Un internaute m'a posé une série questions vraiment importantes. Les résultats des essais sur les vaccins Covid sont-ils publics ? Est-il normal qu'ils soient réalisés par les laboratoires pharmaceutiques ? Comment la revue Prescrire se forge-t-elle un avis ? Comment sont décidés les prix des médicaments ? Les industriels du médicament se rendent-ils coupables de corruption ? Je réponds ici, autant que je peux, aux premières questions. Je répondrai aux autres dans un autre article.
Je reproduis ci-dessous le courriel d'un lecteur qui pose des questions vraiment intéressantes et importantes.
« Je suis très surpris des avis qui sont donnés sur les vaccins Covid. À ma connaissance, aujourd'hui, à part les labos concepteurs de ces vaccins, personne n'est en possession des résultats des essais cliniques. Essais qui devraient être réalisés par des organismes indépendants et non par les labos concernés. D'ailleurs je me demande comment la revue "Prescrire" se permet de donner un avis alors qu'elle n'est pas en possession des résultats. À ce jour, Madame Michèle Rivasi, député européenne, membre de la commission santé, n'a toujours pas réussi à obtenir les contrats concernant ces vaccins. Une action est d'ailleurs engagée à l'encontre de la commission européenne auprès de la Cour de Justice Européenne.. Aux USA, le cabinet Aaron SIRI a engagé, au non d'un collectif, une procédure pour obtenir l'intégralité des contrats Pfizer. Nous n'avons jamais été en présence d'une telle situation où se mêlent des soupçons de corruption, prise illégale d'intérêts, favoritisme, concussion, détournements d'argent public, etc. »
Les résultats des essais cliniques sont en grande partie publics
Question : « Je suis très surpris des avis qui sont donnés sur les vaccins Covid. À ma connaissance, aujourd'hui, à part les labos concepteurs de ces vaccins, personne n'est en possession des résultats des essais cliniques. »

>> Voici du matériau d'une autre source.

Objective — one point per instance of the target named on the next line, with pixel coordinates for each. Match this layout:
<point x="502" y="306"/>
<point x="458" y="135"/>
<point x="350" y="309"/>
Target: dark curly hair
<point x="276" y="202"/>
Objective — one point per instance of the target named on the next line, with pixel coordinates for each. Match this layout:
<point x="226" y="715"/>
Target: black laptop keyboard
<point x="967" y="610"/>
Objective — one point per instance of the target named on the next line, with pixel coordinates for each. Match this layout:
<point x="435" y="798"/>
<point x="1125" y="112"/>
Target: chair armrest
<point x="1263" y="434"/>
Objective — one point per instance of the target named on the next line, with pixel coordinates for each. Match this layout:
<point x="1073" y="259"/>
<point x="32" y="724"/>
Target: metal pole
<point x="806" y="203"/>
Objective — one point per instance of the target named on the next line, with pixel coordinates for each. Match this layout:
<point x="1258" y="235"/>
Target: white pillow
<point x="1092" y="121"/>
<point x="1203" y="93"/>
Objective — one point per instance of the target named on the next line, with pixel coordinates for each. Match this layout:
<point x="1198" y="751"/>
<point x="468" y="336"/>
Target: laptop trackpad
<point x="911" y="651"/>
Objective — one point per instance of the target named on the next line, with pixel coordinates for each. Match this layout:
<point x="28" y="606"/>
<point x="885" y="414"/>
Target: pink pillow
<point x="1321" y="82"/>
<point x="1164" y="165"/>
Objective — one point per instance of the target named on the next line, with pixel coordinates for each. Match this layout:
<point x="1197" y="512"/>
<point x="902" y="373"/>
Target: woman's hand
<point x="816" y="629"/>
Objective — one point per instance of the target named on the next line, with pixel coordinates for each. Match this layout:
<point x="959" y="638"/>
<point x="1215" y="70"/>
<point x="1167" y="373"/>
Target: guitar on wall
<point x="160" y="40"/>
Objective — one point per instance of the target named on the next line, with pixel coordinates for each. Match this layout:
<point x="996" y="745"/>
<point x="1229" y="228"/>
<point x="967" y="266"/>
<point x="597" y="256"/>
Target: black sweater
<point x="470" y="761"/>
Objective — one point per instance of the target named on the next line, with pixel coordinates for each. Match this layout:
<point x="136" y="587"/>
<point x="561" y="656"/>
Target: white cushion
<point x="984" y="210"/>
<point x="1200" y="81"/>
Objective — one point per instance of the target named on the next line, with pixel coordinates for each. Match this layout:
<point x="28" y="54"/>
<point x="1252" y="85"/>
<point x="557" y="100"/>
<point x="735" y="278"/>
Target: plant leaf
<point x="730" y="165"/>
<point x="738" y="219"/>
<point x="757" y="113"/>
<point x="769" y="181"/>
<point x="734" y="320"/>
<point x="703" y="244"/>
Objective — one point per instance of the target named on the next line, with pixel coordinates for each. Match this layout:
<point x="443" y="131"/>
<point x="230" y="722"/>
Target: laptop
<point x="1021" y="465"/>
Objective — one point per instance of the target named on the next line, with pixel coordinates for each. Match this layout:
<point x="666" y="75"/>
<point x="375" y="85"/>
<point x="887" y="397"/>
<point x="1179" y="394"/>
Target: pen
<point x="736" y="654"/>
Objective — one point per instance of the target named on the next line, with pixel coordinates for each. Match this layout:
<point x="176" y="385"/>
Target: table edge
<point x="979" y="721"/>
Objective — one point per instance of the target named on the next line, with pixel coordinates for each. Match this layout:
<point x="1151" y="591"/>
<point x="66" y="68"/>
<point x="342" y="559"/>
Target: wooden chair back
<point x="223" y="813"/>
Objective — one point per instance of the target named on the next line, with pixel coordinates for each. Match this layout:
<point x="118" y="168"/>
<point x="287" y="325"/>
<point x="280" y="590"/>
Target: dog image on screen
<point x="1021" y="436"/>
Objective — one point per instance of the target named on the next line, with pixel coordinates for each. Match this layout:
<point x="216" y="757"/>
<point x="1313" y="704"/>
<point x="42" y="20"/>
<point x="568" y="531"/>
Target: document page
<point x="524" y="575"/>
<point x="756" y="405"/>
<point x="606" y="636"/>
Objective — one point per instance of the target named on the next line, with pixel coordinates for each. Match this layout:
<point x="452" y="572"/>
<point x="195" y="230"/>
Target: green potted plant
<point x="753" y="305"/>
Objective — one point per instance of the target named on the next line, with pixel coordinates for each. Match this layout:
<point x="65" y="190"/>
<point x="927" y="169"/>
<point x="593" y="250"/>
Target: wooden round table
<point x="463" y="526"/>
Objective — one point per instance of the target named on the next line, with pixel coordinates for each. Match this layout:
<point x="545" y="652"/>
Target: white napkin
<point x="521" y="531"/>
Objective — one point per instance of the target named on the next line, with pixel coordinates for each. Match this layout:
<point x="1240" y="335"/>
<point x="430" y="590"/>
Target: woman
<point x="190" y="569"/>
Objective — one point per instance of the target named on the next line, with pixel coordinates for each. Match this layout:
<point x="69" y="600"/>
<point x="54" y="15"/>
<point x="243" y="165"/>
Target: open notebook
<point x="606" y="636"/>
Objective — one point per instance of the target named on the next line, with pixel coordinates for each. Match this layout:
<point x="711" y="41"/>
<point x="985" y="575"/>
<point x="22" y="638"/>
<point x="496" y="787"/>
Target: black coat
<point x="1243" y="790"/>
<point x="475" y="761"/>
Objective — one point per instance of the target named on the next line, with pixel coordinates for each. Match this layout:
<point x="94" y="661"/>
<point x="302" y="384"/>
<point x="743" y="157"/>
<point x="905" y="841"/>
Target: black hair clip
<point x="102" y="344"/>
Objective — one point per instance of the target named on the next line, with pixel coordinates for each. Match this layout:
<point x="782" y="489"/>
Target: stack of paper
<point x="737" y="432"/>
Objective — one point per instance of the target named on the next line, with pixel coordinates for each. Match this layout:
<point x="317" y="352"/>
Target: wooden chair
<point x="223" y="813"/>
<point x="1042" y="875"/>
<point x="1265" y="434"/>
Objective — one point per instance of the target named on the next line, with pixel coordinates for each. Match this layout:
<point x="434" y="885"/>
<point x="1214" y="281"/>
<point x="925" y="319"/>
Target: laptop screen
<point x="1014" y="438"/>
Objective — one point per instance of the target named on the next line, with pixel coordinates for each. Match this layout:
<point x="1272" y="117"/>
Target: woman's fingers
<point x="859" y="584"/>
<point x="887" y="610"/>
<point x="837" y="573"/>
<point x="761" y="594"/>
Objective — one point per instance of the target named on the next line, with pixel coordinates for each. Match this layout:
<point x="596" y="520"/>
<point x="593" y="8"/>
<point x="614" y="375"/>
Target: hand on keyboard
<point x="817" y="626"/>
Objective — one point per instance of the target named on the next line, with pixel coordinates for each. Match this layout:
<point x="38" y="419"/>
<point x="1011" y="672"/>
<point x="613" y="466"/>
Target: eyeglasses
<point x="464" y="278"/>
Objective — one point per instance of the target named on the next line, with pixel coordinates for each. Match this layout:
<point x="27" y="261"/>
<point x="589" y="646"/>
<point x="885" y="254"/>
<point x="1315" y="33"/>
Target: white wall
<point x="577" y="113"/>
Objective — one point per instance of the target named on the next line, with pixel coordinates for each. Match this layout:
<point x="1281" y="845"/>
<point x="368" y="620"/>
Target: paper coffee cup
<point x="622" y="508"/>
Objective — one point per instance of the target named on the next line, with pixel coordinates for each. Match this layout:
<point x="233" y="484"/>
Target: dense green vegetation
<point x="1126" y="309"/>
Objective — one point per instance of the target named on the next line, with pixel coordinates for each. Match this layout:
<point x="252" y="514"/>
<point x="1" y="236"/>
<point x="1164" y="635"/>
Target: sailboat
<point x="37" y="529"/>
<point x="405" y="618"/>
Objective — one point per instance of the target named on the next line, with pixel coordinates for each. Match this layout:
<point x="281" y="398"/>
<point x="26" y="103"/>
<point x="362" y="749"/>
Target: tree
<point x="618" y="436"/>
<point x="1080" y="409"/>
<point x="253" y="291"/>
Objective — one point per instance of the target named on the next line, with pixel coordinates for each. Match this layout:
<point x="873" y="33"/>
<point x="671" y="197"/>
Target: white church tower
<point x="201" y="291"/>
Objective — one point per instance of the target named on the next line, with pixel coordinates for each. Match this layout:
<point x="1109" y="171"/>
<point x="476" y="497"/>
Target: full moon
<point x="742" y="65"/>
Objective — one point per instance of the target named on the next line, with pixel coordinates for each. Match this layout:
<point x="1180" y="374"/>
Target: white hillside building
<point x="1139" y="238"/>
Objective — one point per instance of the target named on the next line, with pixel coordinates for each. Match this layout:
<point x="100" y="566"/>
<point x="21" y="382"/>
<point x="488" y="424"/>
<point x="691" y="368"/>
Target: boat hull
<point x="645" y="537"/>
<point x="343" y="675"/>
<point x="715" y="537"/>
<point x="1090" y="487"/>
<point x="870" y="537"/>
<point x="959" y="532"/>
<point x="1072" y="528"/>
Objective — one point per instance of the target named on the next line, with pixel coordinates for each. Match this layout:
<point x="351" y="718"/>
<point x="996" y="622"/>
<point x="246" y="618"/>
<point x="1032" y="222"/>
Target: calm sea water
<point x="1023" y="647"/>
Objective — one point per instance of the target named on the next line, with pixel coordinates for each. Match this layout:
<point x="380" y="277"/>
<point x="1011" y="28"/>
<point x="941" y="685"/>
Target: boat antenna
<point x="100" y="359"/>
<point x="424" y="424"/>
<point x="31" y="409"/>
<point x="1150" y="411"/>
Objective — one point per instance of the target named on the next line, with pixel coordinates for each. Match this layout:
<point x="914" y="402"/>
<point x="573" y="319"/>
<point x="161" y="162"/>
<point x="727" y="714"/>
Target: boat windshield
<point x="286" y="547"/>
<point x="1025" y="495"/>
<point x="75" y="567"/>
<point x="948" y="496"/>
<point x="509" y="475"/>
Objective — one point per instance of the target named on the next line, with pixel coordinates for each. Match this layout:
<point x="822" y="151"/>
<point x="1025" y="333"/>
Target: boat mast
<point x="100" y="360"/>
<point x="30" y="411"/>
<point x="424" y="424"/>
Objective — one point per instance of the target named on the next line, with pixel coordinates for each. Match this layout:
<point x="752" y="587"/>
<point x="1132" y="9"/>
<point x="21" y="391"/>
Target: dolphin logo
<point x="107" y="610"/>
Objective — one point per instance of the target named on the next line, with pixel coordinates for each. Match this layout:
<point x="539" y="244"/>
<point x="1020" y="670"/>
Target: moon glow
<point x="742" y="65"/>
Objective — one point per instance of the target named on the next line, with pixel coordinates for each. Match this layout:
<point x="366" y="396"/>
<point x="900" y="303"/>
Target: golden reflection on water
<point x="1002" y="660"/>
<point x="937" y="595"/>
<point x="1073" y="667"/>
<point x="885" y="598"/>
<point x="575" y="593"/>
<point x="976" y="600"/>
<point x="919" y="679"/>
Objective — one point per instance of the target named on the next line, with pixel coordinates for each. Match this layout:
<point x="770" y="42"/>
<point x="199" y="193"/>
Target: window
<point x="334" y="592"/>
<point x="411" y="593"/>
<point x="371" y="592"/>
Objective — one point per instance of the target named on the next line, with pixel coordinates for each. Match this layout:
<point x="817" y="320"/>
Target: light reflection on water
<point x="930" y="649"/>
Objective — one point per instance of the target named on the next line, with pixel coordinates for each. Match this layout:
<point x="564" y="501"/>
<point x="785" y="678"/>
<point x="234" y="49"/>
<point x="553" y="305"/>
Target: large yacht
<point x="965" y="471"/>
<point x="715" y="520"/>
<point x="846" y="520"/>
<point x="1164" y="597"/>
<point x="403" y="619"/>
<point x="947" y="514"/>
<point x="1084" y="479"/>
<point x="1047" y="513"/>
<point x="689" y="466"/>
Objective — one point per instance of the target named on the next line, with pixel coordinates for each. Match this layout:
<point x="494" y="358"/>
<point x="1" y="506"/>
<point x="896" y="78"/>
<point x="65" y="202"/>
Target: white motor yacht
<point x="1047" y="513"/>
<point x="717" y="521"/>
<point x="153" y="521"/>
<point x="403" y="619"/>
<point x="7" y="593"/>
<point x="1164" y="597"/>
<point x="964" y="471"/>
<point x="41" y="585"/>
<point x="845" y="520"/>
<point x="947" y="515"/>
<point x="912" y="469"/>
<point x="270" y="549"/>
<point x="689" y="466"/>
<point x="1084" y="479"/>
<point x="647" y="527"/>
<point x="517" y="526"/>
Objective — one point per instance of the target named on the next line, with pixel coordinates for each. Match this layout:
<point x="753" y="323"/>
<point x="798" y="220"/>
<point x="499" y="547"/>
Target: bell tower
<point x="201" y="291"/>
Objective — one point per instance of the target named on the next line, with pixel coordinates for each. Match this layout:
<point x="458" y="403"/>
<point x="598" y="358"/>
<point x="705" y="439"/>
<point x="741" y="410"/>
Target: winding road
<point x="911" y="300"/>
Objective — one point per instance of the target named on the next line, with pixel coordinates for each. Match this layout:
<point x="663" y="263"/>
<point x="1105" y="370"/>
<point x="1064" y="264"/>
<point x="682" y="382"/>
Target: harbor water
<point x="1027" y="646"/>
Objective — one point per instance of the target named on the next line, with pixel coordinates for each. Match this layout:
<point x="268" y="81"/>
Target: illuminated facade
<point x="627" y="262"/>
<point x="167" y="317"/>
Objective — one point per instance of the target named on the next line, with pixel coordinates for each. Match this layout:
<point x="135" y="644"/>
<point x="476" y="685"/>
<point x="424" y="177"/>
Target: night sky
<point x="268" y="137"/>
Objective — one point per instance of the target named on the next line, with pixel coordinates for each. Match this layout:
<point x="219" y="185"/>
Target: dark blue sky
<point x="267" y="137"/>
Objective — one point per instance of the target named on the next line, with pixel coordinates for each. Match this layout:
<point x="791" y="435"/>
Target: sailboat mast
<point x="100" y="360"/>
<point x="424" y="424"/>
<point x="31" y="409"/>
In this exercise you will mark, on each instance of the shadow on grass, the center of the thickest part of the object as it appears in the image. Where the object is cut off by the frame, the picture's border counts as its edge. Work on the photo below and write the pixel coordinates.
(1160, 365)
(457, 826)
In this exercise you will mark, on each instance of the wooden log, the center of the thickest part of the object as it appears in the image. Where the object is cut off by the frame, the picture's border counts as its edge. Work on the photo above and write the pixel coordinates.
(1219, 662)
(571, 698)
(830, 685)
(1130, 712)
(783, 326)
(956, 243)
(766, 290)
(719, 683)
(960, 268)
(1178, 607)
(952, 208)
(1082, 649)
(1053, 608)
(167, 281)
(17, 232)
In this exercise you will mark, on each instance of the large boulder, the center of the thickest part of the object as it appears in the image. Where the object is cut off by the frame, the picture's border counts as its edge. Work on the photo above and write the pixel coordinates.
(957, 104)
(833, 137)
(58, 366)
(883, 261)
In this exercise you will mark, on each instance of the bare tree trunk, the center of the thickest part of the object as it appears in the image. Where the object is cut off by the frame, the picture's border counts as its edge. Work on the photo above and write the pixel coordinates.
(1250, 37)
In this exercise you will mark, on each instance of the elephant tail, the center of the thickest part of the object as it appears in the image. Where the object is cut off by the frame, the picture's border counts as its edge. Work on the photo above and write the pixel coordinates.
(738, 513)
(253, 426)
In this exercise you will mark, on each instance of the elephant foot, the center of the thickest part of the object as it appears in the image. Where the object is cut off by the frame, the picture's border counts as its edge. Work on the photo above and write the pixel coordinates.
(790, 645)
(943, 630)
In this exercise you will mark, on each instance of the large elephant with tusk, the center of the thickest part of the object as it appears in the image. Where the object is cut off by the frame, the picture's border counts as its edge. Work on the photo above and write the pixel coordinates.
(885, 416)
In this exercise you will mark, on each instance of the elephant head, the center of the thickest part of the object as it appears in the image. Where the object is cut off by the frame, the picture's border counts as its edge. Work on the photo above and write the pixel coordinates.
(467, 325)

Cette idée est partiellement exacte et partiellement fausse.
Autrefois, les firmes pharmaceutiques pouvaient mener des essais cliniques en secret, et ne les dévoiler que s'ils leur étaient favorables. Actuellement, chaque essai doit être déposé avec son protocole (sa description détaillée) sur des registres libres d'accès. Ce dépôt doit avoir lieu au moment de la conception des essais, avant que le premier patient soit recruté. Le protocole décrit les objectifs de l’essai, les méthodes qui seront utilisées et la manière dont seront respectés les principes éthiques (information des patients, autorisations, etc.)
Les résultats des essais non déposés à l'avance ne peuvent pas être utilisés dans des dossiers des agences des médicaments. Et les revues médicales de renom refusent de les publier. Ce qui est très dissuasif. Ainsi les essais aux résultats défavorables ne peuvent plus être dissimulés.
Seuls les chercheurs et les laboratoires concernés disposent des données brutes (ou données source). Il s'agit des données détaillées concernant chaque patient inclus dans les essais. Ces données ne sont pas publiées, et c’est le cas très général des essais médicamenteux. Elles représentent des dizaines voire des centaines de milliers de pages : plusieurs pages par patient pour des milliers ou des dizaines de milliers de patients. Il est de bonne pratique que lorsque des chercheurs demandent des données brutes à d’autres chercheurs, notamment pour réaliser des méta-analyses, elles soient transmises de bonne grâce… mais ce n'est hélas pas toujours le cas.
Les données brutes ne disent pas grand chose. Pour en tirer des conclusions, il faut les compiler et faire des calculs statistiques. Ces données agrégées, avec calculs statistiques, sont généralement accessibles. Les essais les plus importants font souvent partie des dossiers de demande de mise sur le marché des médicaments. Or les grandes agences du médicament occidentales ont une obligation de transparence, notamment la Federal Drug Agency des USA et l’European Medicines Agency de l'Union Européenne : les résultats des essais sont compilés ou résumés dans des documents qui sont publics. Et un certain nombre de résultats d'essais sont publiés dans les revues internationales. En théorie, les résultats devraient être disponibles un an après la dernière visite du dernier patient, mais ce délai n'est pas toujours respecté.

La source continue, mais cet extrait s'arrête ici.